The moon was high, the stars were bright, and the gentle swell of the @lantic — a spring tide of discarded ANC flags, gently surging up the concrete incline of the stadium — murmured its lullaby to the night.
‘I need time,” sighed Thabiso, letting her head drop at last on to Jacob’s shoulder as they danced barefoot in the papery shallows. ‘I need —”
‘You need me,” breathed Jacob. ‘I know you need me. You know you need me.”
She pressed her face into his chest, and smelled his just-showered freshness. ‘You can’t do that. You can’t come back after months and just pretend that nothing’s happened. You hurt us, darling. You hurt us badly. You and that — floozy!” Tears welled in her pretty eyes and ran down her cheeks where they glinted in her neat little grey beard.
‘Sheherezade Schaik and I —” began Jacob, but she shuddered free from his grasp.
‘Never say her name to me,” she hissed. ‘Not ever. I don’t want to hear it.”
‘For deniability?”
‘No, dammit! For love! For honour betrayed! For commitment soiled! For wrecking our family!”
‘She meant nothing to me,” he whispered, drying her cheek with a silk handkerchief. ‘A flirtation. Nothing more. Nothing next to what we have.”
‘Had, Jacob. Had.” She fixed him with a glare. ‘You ruined that when you had a relationship with her. And a generally corrupt one too!”
‘A fabricated phrase, darling,” said Jacob, moving swiftly to take her in his arms again. ‘Come, come. Stop this nonsense. Dance with me, and tell me that you need poor old Jacob, that you’ve always needed me.” He winked into the shadows, and a Bechstein grand rolled into view. ‘Play it, Smuts,” said Jacob. ‘Play As Time Goes By.”
‘You must remember this,” crooned the pianist, ‘a kiss is just a kiss, a sigh is just a sigh —”

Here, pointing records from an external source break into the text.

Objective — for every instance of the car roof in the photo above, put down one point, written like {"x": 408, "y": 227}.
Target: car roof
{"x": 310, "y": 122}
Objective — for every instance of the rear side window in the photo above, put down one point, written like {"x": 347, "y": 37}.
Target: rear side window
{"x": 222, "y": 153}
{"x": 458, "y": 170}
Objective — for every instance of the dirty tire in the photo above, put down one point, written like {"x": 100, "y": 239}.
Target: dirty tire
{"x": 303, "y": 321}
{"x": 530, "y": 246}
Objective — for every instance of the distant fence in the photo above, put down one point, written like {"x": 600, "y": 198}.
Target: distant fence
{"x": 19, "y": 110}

‘The chorus!” mouthed Jacob. ‘Skip to the chorus!” Smuts paged ahead, finding the catchy refrain: Awu leth’umshini wam — A tricky change of key, he protested: a little too shrill for his liking. But Jacob was calling the tune these days, and it was time to face the music and dance —
They moved silkily through the darkness, and Thabiso felt herself succumbing to the old magic once again. Jacob was so quick on his feet, so cuddly as he sidestepped and backtracked, gently, lightly, tossed her off balance and then righted her again before she knew where she was. He was whispering in her ear, and she pressed herself to him.

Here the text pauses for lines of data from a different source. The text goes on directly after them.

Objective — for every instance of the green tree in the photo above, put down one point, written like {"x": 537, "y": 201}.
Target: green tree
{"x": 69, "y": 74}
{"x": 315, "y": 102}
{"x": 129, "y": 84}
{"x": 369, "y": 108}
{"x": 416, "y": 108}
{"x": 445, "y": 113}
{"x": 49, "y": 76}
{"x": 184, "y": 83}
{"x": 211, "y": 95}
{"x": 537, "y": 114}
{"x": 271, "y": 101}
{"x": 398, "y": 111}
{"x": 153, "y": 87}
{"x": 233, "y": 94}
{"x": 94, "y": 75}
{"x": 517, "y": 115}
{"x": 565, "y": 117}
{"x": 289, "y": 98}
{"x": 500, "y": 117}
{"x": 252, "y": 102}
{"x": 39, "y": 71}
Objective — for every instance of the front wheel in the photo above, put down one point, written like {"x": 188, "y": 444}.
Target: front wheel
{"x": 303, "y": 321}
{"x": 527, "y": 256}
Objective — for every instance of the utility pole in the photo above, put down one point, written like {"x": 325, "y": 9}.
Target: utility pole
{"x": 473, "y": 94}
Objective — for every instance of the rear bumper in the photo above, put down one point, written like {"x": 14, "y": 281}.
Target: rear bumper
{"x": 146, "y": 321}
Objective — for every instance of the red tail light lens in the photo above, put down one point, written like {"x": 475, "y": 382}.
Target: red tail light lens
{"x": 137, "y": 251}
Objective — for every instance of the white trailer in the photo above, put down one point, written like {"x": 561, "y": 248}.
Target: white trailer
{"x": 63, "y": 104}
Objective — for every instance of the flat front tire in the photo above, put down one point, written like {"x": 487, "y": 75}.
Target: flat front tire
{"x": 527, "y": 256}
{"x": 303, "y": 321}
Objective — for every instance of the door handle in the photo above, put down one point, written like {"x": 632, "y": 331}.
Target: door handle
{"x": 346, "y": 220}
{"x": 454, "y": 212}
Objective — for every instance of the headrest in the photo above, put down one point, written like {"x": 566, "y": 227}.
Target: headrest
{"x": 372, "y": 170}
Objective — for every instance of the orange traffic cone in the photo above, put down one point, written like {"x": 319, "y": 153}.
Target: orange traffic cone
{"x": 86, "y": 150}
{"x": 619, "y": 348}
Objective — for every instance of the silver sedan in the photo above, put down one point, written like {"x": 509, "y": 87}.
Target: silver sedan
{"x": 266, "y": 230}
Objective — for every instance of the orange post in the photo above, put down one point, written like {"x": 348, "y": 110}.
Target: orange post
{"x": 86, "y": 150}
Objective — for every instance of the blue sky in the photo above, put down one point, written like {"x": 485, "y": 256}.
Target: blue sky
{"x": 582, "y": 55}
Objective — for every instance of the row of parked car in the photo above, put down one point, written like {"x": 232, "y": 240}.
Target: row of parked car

‘Do you remember our song?” he breathed across her earlobe. ‘Do you remember how we sang it together in the gazebo at Dakar, as the stars fell into the sea and the Bedouin fires gleamed off Chester Crocker’s head? Do you remember how the world was ours for the grabbing when —”
‘Stop grabbing me,” she snapped. ‘Hands higher. Like so. Good.”
‘— when we were young, and you were still a brilliant young thing who smoked a pipe, and I was —Darling, you’re trying to lead again. Just let go. I lead, you follow, okay? One-two-three, one-two-three —”
‘I remember,” she sighed. ‘I remember. I —” She squeaked and sank to the ground, groping at a smarting toe. ‘Paper cut.”
‘An injury to one is an injury to all,” cooed Jacob. ‘Let me kiss each toe better for you.” He knelt beside her, and she fought her way free, giggling, and she remembered the happy months of the honeymoon, so long ago, before domestic drudgery began to take its toll, with its endless squabbles about money and his hurtful insistences that she either dye her beard black or shave it off. Those had been good times —
She started upright as a little figure waddled into view next the piano, rubbing sleep out of its eyes. Fikile Mbalula had thrown his toys out of the cot, and, woken by music and laughter out of a dream in which he was being elected Chairman of the Intergalactic Politburo, he had found himself frightened and alone. He had bellowed for the nanny, the lumbering and pious Cosatu, but she was away inciting anarchy in the volkstaat of Hout Bay, and so he had lain still. At last, the mobile over his crib, under which pretty non sequiturs spiralled after glinting malapropisms, began to disturb him, and he had come looking for his father. He goggled at the scene in front of him, and plucked at his baby-gro with a jammy finger.
‘Are you and mommy getting back together?” he asked. Jacob turned to Thabiso. She brushed herself down, flustered.
‘I don’t know, darling,” she said. ‘Mommy is a little confused right now. Mommy needs Daddy, but she doesn’t like him very much at the moment.”
Jacob grinned, the old winning smile. ‘Mommy just needs to work some things out. And Daddy isn’t going anywhere. Daddy is going to be around for a long, long time.”